European natural and organic category set for big change

By Simon Pitman

- Last updated on GMT

Related tags Organic monitor Cosmetics L'oréal

As consumer demand for natural and organic cosmetic products leads
to a rapid evolution of the market, the face of the category looks
set to change enormously, both with respect to what shop shelves
have to offer and in the board rooms.

With market research company Organic Monitor​ estimating that the European market for natural and organic cosmetic products is currently growing at 20 per cent a year, and set to surpass a value of €1bn, the increased activity is likely to give way to big changes.

Organic Monitor believes that in the year ahead this means that more and more companies will be racing to launch more and more new products in the category, and, likewise, larger companies will be trying to buy up smaller companies to increase their footprint.

In particular organic and natural brands are starting to make inroads into conventional cosmetic channels. This means brands such as Weleda and Dr. Hauschka, which once only marketed their products in organic stores, are now stocking their products in pharmacies, department stores and even some supermarkets.

"This 'mainstreaming' of natural cosmetics is similar to what we saw for organic foods in the late 1990s,"​ said Tina Gill, Organic Monitor spokesperson. "We expect to see natural and organic cosmetics to follow the same trend as organic foods."

Clearly, as this happens, retail shelf space will be increasing take up by a growing choice of organic and natural cosmetic and toiletry products that will touch on every category, from hair care to body lotion and every niche in between.

Organic Monitor believes that leading brands will be European-wide market leader, Weleda, followed by regional players such as French company Sanoflore (which was bought up by L'Oreal only last week), UK-based Green People and Germany's Wellments.

And a trend that many of these brands are likely to pick up on in the coming months is product launches containing food ingredients.
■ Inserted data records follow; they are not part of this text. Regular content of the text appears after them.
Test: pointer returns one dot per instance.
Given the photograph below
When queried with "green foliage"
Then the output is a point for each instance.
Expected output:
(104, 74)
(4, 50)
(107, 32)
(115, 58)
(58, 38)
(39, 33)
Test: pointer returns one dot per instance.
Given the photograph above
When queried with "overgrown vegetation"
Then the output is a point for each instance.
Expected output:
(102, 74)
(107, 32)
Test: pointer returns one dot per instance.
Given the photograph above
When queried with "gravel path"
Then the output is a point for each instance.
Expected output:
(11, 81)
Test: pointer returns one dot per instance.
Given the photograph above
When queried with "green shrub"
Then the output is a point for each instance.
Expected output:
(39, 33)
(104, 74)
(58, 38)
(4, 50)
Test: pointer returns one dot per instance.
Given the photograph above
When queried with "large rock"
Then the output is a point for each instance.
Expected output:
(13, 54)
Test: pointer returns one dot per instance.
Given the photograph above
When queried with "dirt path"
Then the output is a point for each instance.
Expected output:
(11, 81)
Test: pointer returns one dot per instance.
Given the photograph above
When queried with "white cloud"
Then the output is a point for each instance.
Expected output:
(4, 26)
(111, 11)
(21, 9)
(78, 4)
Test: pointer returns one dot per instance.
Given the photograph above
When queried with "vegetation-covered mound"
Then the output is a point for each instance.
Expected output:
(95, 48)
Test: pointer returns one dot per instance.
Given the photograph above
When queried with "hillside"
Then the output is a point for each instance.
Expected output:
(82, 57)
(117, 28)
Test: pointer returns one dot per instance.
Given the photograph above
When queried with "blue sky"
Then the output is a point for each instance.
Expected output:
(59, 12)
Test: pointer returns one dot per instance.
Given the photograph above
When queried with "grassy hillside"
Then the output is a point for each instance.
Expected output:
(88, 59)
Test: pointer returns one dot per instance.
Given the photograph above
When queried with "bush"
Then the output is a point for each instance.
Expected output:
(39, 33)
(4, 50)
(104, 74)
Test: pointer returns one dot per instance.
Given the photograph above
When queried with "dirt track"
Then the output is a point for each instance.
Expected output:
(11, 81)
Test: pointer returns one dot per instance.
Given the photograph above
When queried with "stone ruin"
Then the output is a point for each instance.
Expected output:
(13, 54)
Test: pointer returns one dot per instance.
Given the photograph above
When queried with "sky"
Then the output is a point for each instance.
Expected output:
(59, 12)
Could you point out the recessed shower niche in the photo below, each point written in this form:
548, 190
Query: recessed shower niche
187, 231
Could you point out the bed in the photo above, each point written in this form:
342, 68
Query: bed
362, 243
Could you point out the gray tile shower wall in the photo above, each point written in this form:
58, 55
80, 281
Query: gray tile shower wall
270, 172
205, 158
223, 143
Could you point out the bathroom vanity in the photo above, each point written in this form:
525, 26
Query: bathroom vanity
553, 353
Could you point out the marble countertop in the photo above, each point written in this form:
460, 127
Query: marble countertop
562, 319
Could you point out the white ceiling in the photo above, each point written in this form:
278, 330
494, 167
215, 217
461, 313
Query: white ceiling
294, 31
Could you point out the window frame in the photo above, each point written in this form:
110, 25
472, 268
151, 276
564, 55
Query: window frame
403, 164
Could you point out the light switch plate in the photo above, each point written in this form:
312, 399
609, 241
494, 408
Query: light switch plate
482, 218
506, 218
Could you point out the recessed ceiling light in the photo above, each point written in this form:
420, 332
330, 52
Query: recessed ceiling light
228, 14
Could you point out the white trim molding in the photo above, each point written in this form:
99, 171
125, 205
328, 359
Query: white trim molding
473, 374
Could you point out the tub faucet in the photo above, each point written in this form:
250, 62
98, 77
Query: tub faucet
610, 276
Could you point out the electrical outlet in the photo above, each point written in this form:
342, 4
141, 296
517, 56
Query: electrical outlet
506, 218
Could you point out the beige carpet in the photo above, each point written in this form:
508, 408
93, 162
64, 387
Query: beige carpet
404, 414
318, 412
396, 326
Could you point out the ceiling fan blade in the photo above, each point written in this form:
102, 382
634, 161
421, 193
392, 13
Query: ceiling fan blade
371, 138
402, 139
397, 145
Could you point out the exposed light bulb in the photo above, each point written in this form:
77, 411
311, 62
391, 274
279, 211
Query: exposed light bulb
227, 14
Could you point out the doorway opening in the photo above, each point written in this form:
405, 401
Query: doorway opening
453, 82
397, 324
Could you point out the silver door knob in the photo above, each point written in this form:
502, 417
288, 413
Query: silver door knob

This is likely to lead to ingredients such as organic chocolate, hemp and products containing exotic plant extracts becoming more and more popular.

Behind all the activity on the product launches front, there is also likely to be a great deal of activity in the board rooms.

L'Oreal has already made it clear that it wants to become a leading player in the natural and organic category, and having bought up both the Body Shop and Sanoflore already this year, its management has indicated that it is likely to be involved in further activity within this area in the near future.

Organic Monitor believes that L'Oreal is determining the pattern of things to come, with small-to-medium-sized organic and natural cosmetic brands likely to be bought up by bigger players at a rapid rate in the course of the next few years.